Bitcoin, despite its recent turbulent price action, continues to have strong fundamentals, according to global banking giant Standard Chartered. The bank predicts that the world’s leading cryptocurrency could surge to $150,000 by the end of 2024 and reach a high of $250,000 in 2025. Standard Chartered’s analysis is based on the success of gold exchange-traded funds (ETFs) in the US and the surge in the price of gold following their introduction.
Many analysts and industry players have likened Bitcoin to gold, citing its provable scarcity, limited supply, and status as a non-sovereign store of value. Just as physical gold has been a hedge against inflation and economic turmoil for centuries, Bitcoin is seen as playing a similar role in the digital age. Standard Chartered believes that the price of Bitcoin will continue to rise, especially if Spot Bitcoin ETFs see success, with a potential overshoot to $250,000 in 2025.
Spot Bitcoin ETFs have played a significant role in driving the price of BTC after their launch in January, with institutions and traditional investors rushing to get involved. However, interest in Spot Bitcoin ETFs has waned recently, with six consecutive days of outflows recorded last week. Some argue that the price of BTC has become too reliant on the activity of these ETFs, which collectively own $55.55 billion worth of Bitcoin, representing 4.39% of the total market cap.
Despite the recent ups and downs in Bitcoin’s price, Standard Chartered remains bullish on the cryptocurrency’s long-term potential. The bank’s revised price target of $100,000 by the end of 2024 reflects their confidence in Bitcoin’s ability to rebound and potentially reach $150,000 by the end of the year. The success of gold ETFs provides a positive outlook for Bitcoin’s price trajectory, which is further boosted by its comparison to gold as a store of value.
Standard Chartered’s prediction of a Bitcoin price surge to $250,000 by 2025 is contingent on the success of Spot Bitcoin ETFs and potential inflows from reserve managers.

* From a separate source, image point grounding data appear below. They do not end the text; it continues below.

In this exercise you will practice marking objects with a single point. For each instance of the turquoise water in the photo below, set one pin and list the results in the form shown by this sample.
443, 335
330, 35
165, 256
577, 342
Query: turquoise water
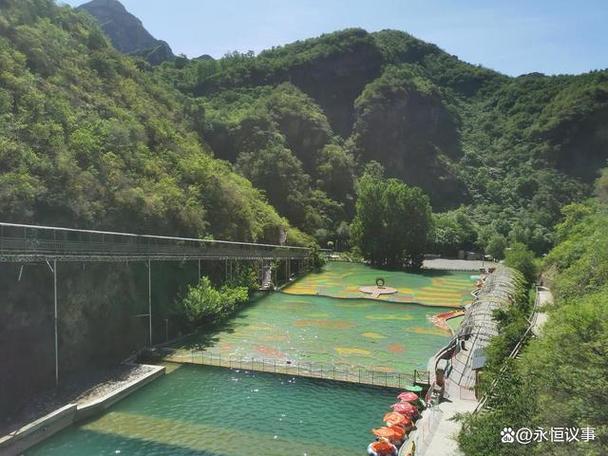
207, 411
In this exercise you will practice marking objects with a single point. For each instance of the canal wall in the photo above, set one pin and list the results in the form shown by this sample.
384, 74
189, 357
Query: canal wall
41, 429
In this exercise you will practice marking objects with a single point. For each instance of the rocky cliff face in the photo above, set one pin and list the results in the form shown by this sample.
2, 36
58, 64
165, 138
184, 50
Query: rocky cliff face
126, 31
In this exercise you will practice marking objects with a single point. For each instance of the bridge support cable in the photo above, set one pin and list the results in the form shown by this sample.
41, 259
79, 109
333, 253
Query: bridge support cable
150, 299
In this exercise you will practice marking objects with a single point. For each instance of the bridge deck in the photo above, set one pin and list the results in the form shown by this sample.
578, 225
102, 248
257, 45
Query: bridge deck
28, 243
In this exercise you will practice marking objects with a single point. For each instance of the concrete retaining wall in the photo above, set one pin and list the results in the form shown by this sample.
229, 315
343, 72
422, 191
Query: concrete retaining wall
17, 442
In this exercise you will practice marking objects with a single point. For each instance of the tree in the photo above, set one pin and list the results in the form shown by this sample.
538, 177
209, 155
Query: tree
392, 222
519, 257
204, 303
496, 246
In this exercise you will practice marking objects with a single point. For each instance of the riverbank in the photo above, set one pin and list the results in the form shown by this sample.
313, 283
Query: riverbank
439, 427
80, 397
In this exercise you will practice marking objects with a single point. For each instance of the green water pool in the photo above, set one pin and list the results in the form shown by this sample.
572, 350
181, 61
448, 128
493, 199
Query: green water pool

If ETF inflows reach the bank’s mid-point estimate of $75 billion, there is a good chance of Bitcoin overshooting its price target and reaching new highs. The comparison between BTC and gold as a hedge against economic turmoil and inflation highlights the increasing importance of Bitcoin as a digital store of value in the modern investment landscape.

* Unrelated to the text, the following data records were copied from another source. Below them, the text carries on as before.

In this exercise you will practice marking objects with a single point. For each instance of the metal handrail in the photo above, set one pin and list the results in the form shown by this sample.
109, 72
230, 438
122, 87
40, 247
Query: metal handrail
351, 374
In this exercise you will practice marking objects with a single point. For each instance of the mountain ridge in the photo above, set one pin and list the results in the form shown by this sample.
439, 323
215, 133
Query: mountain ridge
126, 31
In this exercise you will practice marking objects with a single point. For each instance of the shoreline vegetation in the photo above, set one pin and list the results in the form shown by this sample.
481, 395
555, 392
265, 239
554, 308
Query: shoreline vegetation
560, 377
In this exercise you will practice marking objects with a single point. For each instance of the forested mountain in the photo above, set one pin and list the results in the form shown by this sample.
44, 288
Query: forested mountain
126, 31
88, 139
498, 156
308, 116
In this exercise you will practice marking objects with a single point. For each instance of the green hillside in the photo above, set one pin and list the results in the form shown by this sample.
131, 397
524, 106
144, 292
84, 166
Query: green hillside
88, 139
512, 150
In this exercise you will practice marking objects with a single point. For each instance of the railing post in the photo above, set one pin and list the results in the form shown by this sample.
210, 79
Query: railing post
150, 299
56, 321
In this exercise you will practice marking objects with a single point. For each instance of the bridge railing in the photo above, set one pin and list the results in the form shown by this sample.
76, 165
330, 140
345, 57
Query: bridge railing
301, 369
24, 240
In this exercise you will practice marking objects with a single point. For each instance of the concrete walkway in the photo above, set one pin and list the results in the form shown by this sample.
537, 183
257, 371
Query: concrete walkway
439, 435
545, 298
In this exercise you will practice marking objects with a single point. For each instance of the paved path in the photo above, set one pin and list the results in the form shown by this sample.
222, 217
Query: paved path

In conclusion, despite the recent fluctuations in Bitcoin’s price and the uncertainties surrounding the market, Standard Chartered remains optimistic about the cryptocurrency’s long-term prospects. With a predicted surge to $150,000 by the end of 2024 and a potential high of $250,000 in 2025, Bitcoin continues to attract attention as a digital asset with significant growth potential. The success of Spot Bitcoin ETFs and potential inflows from reserve managers could further propel Bitcoin’s price to new heights, solidifying its position as a valuable digital asset in today’s investment landscape.